[Python-Dev] RE: Python-Dev digest, Vol 1 #1637 - 11 msgs

Andy Robinson andy@reportlab.com
Tue, 2 Oct 2001 06:53:40 +0100


> If you want a very fast validating XML parser, RXP would also
> be a good choice -- AFAIK, the RXP folks would allow us to
> ship RXP under a different license than GPL which is then
> bound to Python.
> 
> Given the many alternatives, I am not sure whether going with
> expat is the right path... may be wrong though.
> 

Lucky I tuned in.  Reportlab has had great success with RXP.
We have a python wrapper, pyRXP, with binaries available for
several platforms.

It is GPLed at present.  They wish to keep GPL just in
case someone big comes along and wants their code for ten million
set-top boxes or something.  However, I persuaded them to grant
a license to let it be used through the Python binding under 
Python-like terms, as long as we invent the words and save 
them having to waste time on lawyers.  They would even be
happy for it to go into the Python distribution.  And 
we're happy to maintain the wrapper and binaries for 
several platforms, which we have to do for our customers 
anyway.

If one of the core Python team, who I know have long and 
painful experience of this stuff, would like to drop me a line, 
we can probably sort this out in a night.  

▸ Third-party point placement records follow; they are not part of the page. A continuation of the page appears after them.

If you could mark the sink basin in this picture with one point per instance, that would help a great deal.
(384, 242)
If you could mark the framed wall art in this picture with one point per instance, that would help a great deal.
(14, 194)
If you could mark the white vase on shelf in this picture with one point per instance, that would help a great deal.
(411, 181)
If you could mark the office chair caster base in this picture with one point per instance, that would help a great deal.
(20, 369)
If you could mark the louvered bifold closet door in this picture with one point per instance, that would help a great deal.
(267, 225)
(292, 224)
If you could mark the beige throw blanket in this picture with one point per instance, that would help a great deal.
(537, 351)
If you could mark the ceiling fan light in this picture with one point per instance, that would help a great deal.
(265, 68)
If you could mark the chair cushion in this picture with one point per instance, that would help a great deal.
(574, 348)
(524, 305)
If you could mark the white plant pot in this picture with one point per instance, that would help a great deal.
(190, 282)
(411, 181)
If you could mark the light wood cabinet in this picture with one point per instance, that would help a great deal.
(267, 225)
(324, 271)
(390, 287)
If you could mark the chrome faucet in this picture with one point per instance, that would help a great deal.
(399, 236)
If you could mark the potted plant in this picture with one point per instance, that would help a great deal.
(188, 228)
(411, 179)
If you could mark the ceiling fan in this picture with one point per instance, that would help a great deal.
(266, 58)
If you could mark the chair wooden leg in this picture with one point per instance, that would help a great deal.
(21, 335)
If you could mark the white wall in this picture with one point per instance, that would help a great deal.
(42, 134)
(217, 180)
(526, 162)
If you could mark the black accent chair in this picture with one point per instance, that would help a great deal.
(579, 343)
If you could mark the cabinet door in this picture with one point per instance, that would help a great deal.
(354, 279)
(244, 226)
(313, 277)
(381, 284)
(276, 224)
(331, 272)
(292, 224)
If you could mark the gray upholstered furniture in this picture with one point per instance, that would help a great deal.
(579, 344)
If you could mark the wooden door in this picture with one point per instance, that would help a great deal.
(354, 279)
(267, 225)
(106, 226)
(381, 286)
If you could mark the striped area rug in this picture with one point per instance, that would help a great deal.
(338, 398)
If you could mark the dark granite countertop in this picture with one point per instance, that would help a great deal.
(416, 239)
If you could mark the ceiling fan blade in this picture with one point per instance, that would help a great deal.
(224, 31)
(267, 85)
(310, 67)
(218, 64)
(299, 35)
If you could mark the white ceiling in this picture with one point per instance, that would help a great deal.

The other thing we found very useful was our representation.
We make reports, and ML is a common data source; so our goal
is typically to slurp XML into memory as fast as possible,
with validation.  We eventually hit on a 'tuple tree':
each tag is represented as 
  (tagname, attrs, list-of-children, spare)
We get there about 6x faster than the fastest alternative
parser we know, because all the work is done in C; with
typical use of other parsers you call back into Python
on every tag.  The tree structure is a fraction of the
size in memory of what gets created by models using
objects for every node.  It would be very easy to add
this as an alternative interface to expat as well.  So
then Python users could have a choice of tree or events,
and validating or non-validating, all done in C and
in the standard distribution.

Andy Robinson
CEO/Chief Architect, Reportlab Inc.